I blame my years in journalism for this, but when the mood strikes, I can be an incessant poll-taker, and my friends, bless them, are my unwitting victims.
Last weekend, while grabbing lunch at a favorite southern joint downtown, it happened again. And this time, it was personal. “You guys, I have a problem,” I bemoaned. “The older I get, the more I over-analyze my favorite film and TV show.” Five minutes of predictable banter later, we all were disclosing our own theories. Andrew’s favorite movie was Eternal Sunshine of the Spotless Mind, of which all of us agree is one of the most emotionally bruising visions ever put to cinema, and a favorite of broken hearts everywhere. Frank’s was Pulp Fiction, because of glowing suitcases, foot rubs and pot bellies. Jen’s was True Romance, because she felt that “they got it all right.” Of course, my girl is a former Ghost Hunter and frequent zombie walker. In other words, she amazes me. For TV, Buffy the Vampire Slayer and The X-Files got frequent mentions, as did LOST, Friends and How I Met Your Mother.
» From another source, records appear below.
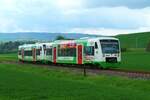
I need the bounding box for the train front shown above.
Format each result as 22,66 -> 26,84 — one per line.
98,38 -> 121,68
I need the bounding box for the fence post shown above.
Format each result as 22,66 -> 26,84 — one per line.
83,64 -> 86,77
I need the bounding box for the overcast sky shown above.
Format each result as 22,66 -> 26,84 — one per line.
0,0 -> 150,35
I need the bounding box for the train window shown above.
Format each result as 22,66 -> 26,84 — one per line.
100,40 -> 119,53
95,42 -> 98,49
43,45 -> 46,49
18,50 -> 21,55
58,48 -> 76,57
46,48 -> 52,55
24,51 -> 32,56
36,49 -> 41,55
84,46 -> 94,56
58,48 -> 61,56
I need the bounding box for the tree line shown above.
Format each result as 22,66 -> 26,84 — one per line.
0,35 -> 69,54
0,41 -> 36,54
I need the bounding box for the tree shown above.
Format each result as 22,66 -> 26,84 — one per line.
55,35 -> 66,40
0,41 -> 36,54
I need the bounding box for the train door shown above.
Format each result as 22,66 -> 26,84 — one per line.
22,49 -> 24,61
32,48 -> 36,62
94,42 -> 99,60
77,45 -> 83,64
43,45 -> 46,60
53,47 -> 57,63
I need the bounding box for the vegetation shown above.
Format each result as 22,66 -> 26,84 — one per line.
55,35 -> 73,40
0,62 -> 150,100
0,41 -> 36,54
116,49 -> 150,71
116,32 -> 150,48
55,35 -> 66,40
0,53 -> 18,62
146,39 -> 150,52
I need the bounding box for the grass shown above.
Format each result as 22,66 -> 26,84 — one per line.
0,53 -> 18,62
117,49 -> 150,71
116,31 -> 150,48
0,63 -> 150,100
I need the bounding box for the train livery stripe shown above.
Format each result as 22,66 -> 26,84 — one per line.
53,47 -> 57,63
77,45 -> 83,64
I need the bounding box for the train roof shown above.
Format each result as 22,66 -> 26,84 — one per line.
19,37 -> 119,48
79,37 -> 118,40
19,44 -> 36,49
52,37 -> 118,45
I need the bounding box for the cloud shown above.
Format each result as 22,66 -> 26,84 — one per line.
65,7 -> 148,29
65,7 -> 150,35
0,0 -> 150,35
86,0 -> 150,9
68,27 -> 150,36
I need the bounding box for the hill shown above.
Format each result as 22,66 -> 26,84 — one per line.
0,32 -> 100,42
116,32 -> 150,48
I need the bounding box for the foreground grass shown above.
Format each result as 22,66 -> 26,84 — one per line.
0,63 -> 150,100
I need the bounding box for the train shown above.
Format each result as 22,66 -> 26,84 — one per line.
18,37 -> 121,69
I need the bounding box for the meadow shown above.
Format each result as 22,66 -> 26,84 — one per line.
116,32 -> 150,48
118,49 -> 150,71
0,62 -> 150,100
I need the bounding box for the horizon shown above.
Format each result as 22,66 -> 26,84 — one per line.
0,0 -> 150,35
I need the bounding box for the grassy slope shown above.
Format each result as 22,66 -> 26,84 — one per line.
0,63 -> 150,100
116,32 -> 150,48
117,50 -> 150,71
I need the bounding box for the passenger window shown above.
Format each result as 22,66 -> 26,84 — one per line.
84,46 -> 94,56
95,42 -> 98,49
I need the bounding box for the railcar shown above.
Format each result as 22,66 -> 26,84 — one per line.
18,37 -> 121,68
18,43 -> 53,62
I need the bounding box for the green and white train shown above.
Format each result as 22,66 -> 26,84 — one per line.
18,37 -> 121,68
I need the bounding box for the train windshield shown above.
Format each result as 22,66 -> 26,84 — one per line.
100,40 -> 119,53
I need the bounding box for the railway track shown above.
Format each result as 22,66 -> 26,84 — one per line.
96,69 -> 150,79
1,60 -> 150,80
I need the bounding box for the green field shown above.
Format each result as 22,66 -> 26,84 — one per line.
0,53 -> 18,62
116,32 -> 150,48
118,50 -> 150,71
0,62 -> 150,100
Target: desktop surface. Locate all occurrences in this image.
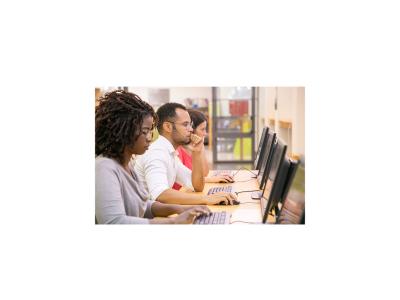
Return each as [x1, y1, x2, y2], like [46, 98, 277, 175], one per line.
[201, 170, 275, 224]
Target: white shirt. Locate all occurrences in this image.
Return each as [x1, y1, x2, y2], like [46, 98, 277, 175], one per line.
[134, 135, 193, 200]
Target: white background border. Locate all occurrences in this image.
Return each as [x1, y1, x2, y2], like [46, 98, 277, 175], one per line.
[1, 1, 399, 299]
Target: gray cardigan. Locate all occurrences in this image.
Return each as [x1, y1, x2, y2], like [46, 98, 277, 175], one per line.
[95, 156, 154, 224]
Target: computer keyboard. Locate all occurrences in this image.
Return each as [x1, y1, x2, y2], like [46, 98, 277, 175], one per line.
[207, 186, 233, 195]
[194, 211, 230, 224]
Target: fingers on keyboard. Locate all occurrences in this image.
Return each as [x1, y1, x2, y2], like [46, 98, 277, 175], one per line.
[194, 211, 227, 224]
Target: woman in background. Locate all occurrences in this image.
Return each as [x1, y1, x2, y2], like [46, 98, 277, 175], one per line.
[172, 109, 234, 190]
[95, 90, 210, 224]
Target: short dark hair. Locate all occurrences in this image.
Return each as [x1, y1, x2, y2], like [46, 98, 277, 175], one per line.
[156, 102, 187, 133]
[187, 109, 207, 129]
[95, 90, 157, 164]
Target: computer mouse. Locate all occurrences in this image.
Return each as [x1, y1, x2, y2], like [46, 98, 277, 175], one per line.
[218, 200, 240, 205]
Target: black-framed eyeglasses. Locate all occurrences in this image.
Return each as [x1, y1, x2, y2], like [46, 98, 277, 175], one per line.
[167, 121, 194, 130]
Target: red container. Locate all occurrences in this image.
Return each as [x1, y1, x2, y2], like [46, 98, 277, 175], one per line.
[229, 100, 248, 116]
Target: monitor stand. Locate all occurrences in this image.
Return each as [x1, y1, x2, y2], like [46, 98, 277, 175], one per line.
[251, 191, 262, 199]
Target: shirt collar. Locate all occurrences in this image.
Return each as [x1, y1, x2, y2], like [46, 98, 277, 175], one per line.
[156, 135, 178, 156]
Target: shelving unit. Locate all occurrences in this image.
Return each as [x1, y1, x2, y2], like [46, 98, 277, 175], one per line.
[211, 87, 256, 164]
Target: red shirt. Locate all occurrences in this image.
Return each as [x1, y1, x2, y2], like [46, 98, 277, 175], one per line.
[172, 146, 192, 190]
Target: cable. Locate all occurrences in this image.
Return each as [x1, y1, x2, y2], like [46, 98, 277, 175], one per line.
[235, 189, 262, 195]
[229, 220, 259, 224]
[232, 178, 254, 183]
[232, 167, 258, 177]
[231, 167, 245, 177]
[243, 167, 259, 176]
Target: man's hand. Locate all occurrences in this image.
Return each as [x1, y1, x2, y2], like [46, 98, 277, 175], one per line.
[190, 134, 204, 153]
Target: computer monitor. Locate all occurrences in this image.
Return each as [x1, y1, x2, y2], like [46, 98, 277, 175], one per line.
[276, 162, 305, 224]
[257, 130, 276, 190]
[280, 159, 299, 206]
[261, 138, 288, 224]
[253, 127, 269, 170]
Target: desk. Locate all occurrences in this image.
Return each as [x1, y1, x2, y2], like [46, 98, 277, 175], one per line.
[199, 170, 275, 224]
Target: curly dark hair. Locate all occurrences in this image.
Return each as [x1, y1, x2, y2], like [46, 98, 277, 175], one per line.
[95, 90, 158, 164]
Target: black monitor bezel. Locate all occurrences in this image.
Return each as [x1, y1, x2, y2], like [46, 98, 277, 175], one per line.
[280, 159, 299, 207]
[262, 138, 288, 224]
[254, 127, 269, 170]
[277, 162, 305, 223]
[257, 131, 276, 190]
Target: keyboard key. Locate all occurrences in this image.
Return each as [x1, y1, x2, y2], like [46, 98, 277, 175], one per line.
[194, 211, 230, 224]
[210, 213, 217, 224]
[207, 186, 233, 195]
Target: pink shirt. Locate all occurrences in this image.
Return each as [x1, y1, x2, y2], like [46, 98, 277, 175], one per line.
[172, 146, 192, 190]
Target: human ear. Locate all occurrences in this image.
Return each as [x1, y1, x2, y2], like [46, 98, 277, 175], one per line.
[162, 121, 172, 134]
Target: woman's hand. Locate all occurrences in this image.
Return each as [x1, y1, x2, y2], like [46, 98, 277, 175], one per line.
[172, 206, 212, 224]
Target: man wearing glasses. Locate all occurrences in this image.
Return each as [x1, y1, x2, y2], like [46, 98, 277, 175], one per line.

Then I began to squirm in my seat the same way I do when girlfriends of mine talk about bad manicures. My favorites render me guilt-ridden. I feel about Nip/Tuck the way others feel about The Wire and I am not ashamed of this. Well, maybe a little bit. But just as Jen feels about True Romance, I feel Ryan Murphy accomplished this with Nip/Tuck. In my life, I have never been driven to such emotional depths by any source of entertainment than I have by this show. Why? Besides the fact that the acting is/was superb, the subjects the writers tackled were the most emotionally violent, honest and damaging stories I’ve ever seen. Sure, some seasons veered off into camp, but the story archs revolving around divorce, family, parenthood, love, death, cancer and friendship were masterful and impossible to look away from. And the show’s galvanizing use of music such as Elton John’s “Rocket Man,” Gary Numan’s “Cars,” Rufus Wainwright’s “Vibrate,” The Cars’ “Drive” and Art Garfunkel’s “All I Know” is devastating. So why am I analyzing this? You tell me.
Lastly, my favorite movie of all time is Trainspotting. To the point where I had a framed poster in my bathroom of Renton bursting out of the toilet after retrieving his suppositories. This movie and its soundtrack remain IT for me. Again, I ask you: Why? I am anti drug. Anti slackers. So what is my big takeaway here? Love, friendship, death, parenthood. Sound familiar? Universal themes presented in a very gritty way. Gritty intensity that equals the searing emotional and spiritual honesty its conveying. Life ain’t pretty.
Maybe I shouldn’t be guilt-ridden about this at all. Maybe I should just enjoy my Iggy Pop and botched plastic surgeries and celebrate what I find to be two of the most brilliant and culturally important films and TV shows of all time. How about you?